1. Education

Raphael's Lorenzo de' Medici

A Portrait Rich in History on
Auction at Christie's London
A Special Report by Stan Parchin


Christie's London announced on May 21, 2007 that Lorenzo de' Medici (1518), a portrait of sound provenance by renowned Italian Renaissance master Raffaello Sanzio, called Raphael (1483-1520), will be available for purchase as part of its Important Old Master and British Pictures auction on Thursday, July 5, 2007. On display at the esteemed auction house's King Street salerooms, beginning June 30, will be Raphael's painting, one of a handful by the artist still privately held. Owned by Ira Spanierman since 1968, issues of the work's attribution to Raphael were tackled by Sir Charles Robinson (1824-1913) and firmly resolved in 1971 by the prolific Konrad Oberhuber, former director of Vienna's Albertina Museum. The masterpiece is expected to garner up to £15 million at auction. Lorenzo de' Medici was last exhibited publicly more than 40 years ago.

Image © Christie's Images Ltd. 2007; Used with permission
Raphael (Raffaello Sanzio or Santi)
(Italian, Marchigian, 1483-1520)
Lorenzo de' Medici, 1518
Oil on canvas
38 x 31 in. (97 x 79 cm)
© Christie's Images Ltd. 2007



Interest in Raphael's works and Medicean portraiture has escalated in the wake of three recent special exhibitions: Splendor of Florence at Wall Street's Federal Hall National Memorial (October 1-November 12, 2004); Raphael: From Urbino to Rome (October 24, 2004-January 16, 2005) at London's National Gallery and Raphael at the Met: The Colonna Altarpiece at New York's Metropolitan Museum of Art (June 20-September 3, 2006).

Lorenzo di Piero de' Medici (Lorenzo II) (1492-1519) was the grandson of Lorenzo de' Medici, il Magnifico (the Magnificent) (1449-1492), the Florentine Republic's ingenious statesman, supporter of the Neoplatonic Academy and patron of the arts. He was also the nephew of Giovanni di Lorenzo de' Medici (1475-1521), eventually elected Pope Leo X (r. 1513-21).
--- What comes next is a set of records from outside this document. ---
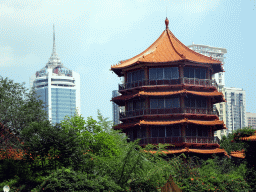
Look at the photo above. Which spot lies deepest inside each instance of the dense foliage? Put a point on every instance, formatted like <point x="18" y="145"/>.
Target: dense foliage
<point x="19" y="107"/>
<point x="211" y="175"/>
<point x="87" y="155"/>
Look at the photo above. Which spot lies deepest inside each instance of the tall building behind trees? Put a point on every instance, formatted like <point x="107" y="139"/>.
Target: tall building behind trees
<point x="219" y="54"/>
<point x="58" y="87"/>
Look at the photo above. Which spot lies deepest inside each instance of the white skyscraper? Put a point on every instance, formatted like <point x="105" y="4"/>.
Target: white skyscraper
<point x="235" y="109"/>
<point x="58" y="87"/>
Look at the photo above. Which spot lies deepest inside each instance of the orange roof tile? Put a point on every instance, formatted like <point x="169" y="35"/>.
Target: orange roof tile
<point x="143" y="122"/>
<point x="250" y="138"/>
<point x="202" y="151"/>
<point x="215" y="122"/>
<point x="169" y="93"/>
<point x="238" y="154"/>
<point x="167" y="48"/>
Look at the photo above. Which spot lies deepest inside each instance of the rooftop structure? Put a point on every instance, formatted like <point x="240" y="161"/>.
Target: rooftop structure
<point x="168" y="94"/>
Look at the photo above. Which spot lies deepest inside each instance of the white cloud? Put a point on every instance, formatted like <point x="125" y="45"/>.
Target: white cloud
<point x="6" y="56"/>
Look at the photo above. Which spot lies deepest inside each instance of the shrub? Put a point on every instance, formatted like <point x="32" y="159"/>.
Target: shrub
<point x="68" y="180"/>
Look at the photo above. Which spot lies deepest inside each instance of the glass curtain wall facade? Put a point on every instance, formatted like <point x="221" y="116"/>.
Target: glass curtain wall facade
<point x="58" y="88"/>
<point x="236" y="112"/>
<point x="63" y="103"/>
<point x="219" y="54"/>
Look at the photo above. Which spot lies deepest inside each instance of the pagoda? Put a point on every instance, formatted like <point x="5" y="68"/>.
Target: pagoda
<point x="168" y="94"/>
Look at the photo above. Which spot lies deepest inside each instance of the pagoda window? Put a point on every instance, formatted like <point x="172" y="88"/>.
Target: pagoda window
<point x="196" y="102"/>
<point x="173" y="131"/>
<point x="135" y="76"/>
<point x="163" y="73"/>
<point x="191" y="72"/>
<point x="196" y="131"/>
<point x="161" y="103"/>
<point x="136" y="105"/>
<point x="158" y="131"/>
<point x="130" y="134"/>
<point x="141" y="133"/>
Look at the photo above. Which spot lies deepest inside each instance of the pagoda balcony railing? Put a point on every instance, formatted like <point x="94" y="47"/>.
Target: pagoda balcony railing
<point x="185" y="80"/>
<point x="180" y="139"/>
<point x="141" y="112"/>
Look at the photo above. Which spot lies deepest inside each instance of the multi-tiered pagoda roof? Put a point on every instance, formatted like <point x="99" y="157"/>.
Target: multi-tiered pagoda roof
<point x="168" y="96"/>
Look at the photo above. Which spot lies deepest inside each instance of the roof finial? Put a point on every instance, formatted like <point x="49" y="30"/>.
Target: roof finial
<point x="54" y="46"/>
<point x="166" y="23"/>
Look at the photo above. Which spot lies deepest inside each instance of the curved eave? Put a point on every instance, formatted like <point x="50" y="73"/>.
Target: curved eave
<point x="216" y="123"/>
<point x="218" y="95"/>
<point x="250" y="138"/>
<point x="187" y="150"/>
<point x="167" y="48"/>
<point x="238" y="154"/>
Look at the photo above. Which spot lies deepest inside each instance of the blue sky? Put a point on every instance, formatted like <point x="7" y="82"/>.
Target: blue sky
<point x="93" y="35"/>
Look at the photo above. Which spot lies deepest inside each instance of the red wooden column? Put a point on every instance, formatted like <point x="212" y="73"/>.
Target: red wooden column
<point x="147" y="133"/>
<point x="182" y="103"/>
<point x="183" y="130"/>
<point x="125" y="77"/>
<point x="208" y="74"/>
<point x="181" y="72"/>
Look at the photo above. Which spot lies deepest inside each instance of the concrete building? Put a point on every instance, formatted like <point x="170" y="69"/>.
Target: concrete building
<point x="251" y="120"/>
<point x="235" y="109"/>
<point x="215" y="53"/>
<point x="58" y="87"/>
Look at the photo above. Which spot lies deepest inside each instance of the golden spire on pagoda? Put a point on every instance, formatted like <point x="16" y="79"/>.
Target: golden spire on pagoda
<point x="166" y="23"/>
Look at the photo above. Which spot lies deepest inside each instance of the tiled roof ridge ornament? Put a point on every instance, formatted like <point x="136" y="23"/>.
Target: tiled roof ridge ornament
<point x="166" y="23"/>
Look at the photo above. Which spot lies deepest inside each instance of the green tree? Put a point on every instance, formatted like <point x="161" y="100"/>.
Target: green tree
<point x="19" y="107"/>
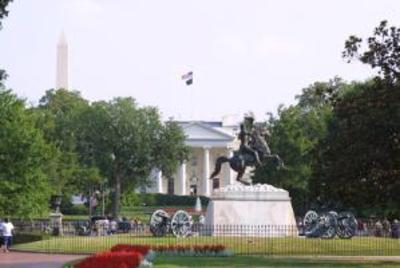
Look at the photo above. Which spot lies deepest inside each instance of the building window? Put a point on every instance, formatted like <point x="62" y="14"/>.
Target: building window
<point x="193" y="190"/>
<point x="215" y="183"/>
<point x="170" y="186"/>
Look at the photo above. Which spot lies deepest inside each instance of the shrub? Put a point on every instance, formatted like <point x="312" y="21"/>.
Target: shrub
<point x="135" y="199"/>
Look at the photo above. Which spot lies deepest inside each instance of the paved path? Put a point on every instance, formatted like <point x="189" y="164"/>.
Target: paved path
<point x="34" y="260"/>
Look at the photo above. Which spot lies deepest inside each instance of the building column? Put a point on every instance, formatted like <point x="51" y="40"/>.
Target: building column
<point x="206" y="171"/>
<point x="231" y="173"/>
<point x="182" y="178"/>
<point x="159" y="181"/>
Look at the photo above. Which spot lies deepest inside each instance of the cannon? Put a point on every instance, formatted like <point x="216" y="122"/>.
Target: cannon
<point x="180" y="224"/>
<point x="329" y="224"/>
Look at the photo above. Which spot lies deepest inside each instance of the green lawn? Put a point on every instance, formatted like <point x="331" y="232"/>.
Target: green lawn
<point x="361" y="246"/>
<point x="259" y="261"/>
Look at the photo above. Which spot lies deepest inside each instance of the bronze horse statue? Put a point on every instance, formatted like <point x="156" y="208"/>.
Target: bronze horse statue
<point x="250" y="155"/>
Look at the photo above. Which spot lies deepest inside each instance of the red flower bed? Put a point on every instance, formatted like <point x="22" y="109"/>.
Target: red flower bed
<point x="107" y="259"/>
<point x="196" y="248"/>
<point x="137" y="248"/>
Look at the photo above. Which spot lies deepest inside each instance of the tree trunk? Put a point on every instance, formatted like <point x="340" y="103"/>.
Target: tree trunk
<point x="117" y="195"/>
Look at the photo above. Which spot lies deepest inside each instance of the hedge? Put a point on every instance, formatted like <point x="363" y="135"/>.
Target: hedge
<point x="147" y="199"/>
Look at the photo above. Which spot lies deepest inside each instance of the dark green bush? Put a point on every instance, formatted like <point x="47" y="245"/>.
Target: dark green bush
<point x="75" y="210"/>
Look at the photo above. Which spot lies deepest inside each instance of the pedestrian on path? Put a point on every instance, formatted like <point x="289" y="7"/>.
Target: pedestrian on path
<point x="8" y="229"/>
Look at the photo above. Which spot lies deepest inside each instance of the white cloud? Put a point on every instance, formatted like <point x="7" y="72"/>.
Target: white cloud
<point x="269" y="45"/>
<point x="88" y="9"/>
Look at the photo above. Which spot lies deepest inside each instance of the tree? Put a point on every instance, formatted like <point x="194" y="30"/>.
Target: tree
<point x="359" y="160"/>
<point x="58" y="116"/>
<point x="295" y="134"/>
<point x="24" y="158"/>
<point x="3" y="13"/>
<point x="383" y="51"/>
<point x="126" y="142"/>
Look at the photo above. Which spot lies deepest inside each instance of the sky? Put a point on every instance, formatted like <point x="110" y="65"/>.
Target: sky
<point x="245" y="55"/>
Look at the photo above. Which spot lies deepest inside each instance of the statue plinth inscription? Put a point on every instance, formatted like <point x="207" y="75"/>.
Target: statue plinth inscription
<point x="260" y="211"/>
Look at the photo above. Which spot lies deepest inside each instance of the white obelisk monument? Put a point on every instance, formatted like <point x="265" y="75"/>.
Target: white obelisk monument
<point x="62" y="63"/>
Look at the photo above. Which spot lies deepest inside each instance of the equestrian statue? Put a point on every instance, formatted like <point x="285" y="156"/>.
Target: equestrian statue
<point x="253" y="150"/>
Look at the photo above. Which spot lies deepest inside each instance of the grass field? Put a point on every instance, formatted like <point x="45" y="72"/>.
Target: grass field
<point x="260" y="261"/>
<point x="358" y="246"/>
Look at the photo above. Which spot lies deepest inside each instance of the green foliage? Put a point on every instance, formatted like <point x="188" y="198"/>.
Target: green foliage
<point x="359" y="160"/>
<point x="59" y="116"/>
<point x="139" y="199"/>
<point x="3" y="10"/>
<point x="295" y="133"/>
<point x="126" y="141"/>
<point x="24" y="158"/>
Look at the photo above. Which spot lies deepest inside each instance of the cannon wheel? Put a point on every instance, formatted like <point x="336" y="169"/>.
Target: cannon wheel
<point x="347" y="225"/>
<point x="310" y="223"/>
<point x="159" y="223"/>
<point x="181" y="223"/>
<point x="328" y="225"/>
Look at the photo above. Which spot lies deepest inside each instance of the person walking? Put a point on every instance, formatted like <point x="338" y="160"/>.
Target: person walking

Lorenzo II's uncle is best remembered for granting Cardinal Albrecht of Brandenburg (1490-1545) permission to sell indulgences (remissions from the temporal punishment in purgatory for sins already absolved by the Church) in the lands within his jurisdiction. The funds raised through their purchase by the faithful were to help Albrecht repay his debt to the German Fugger banking dynasty that the cardinal incurred as a result of his elevation to various offices. Half of the sum was intended for Leo X's papal coffers to continue construction and ornamentation of New Saint Peter's Basilica. The abuse of the indulgences' widespread sale provoked Martin Luther (1483-1546) to pen and post his Disputation on the Power and Efficacy of Indulgences or Ninety-five Theses in 1517, culminating in the Protestant Reformation.

Image © Galleria degli Uffizi, Florence; Photograph provided by Art.com
Raphael (Raffaello Sanzio or Santi)
(Italian, Marchigian, 1483-1520)
Pope Leo X with Cardinals Giulio de' Medici
and Luigi de' Rossi
, 1518
Tempera on wood
155.5 x 119.5 cm (61 7/32 x 47 in.)
© Galleria degli Uffizi, Florence



Raised in Rome, Lorenzo II (Lorenzino) reluctantly accepted the mantle of Florentine government from Pope Leo X in August 1513. He was subsequently made Captain General of the Florentine Republic in 1515 and received the title of Duke of Urbino from the nepotistic pontiff in 1516. His authority in Urbino was briefly eclipsed in 1517 by Francesco Maria I della Rovere (1490-1538), a condottiere (hired mercenary), the duchy's ousted ruler and nephew of Giuliano della Rovere (1443-1513), the deceased "Warrior Pope" Julius II (r. 1503-13). During the War of Urbino (1517) that ensued between the bitter rival factions, Lorenzo was wounded by the ball of an arquebus or matchlock gun and retired to Tuscany. With the excommunicated Francesco's infantrymen overwhelmed by the sheer number of Lorenzo's troops, the penurious leader and his unpaid soldiers retreated from the duchy to Mantua. By treaty with Leo X that September, Francesco ceded control of Urbino back to Lorenzo until the Florentine's untimely demise in 1520 and the pope's death the following year, at which time the region reverted to della Rovere rule. An act of despicable treachery in 1538 sealed Federico's fate; the reinstated duke was insidiously poisoned and died in Pesaro, where he was lord since 1513.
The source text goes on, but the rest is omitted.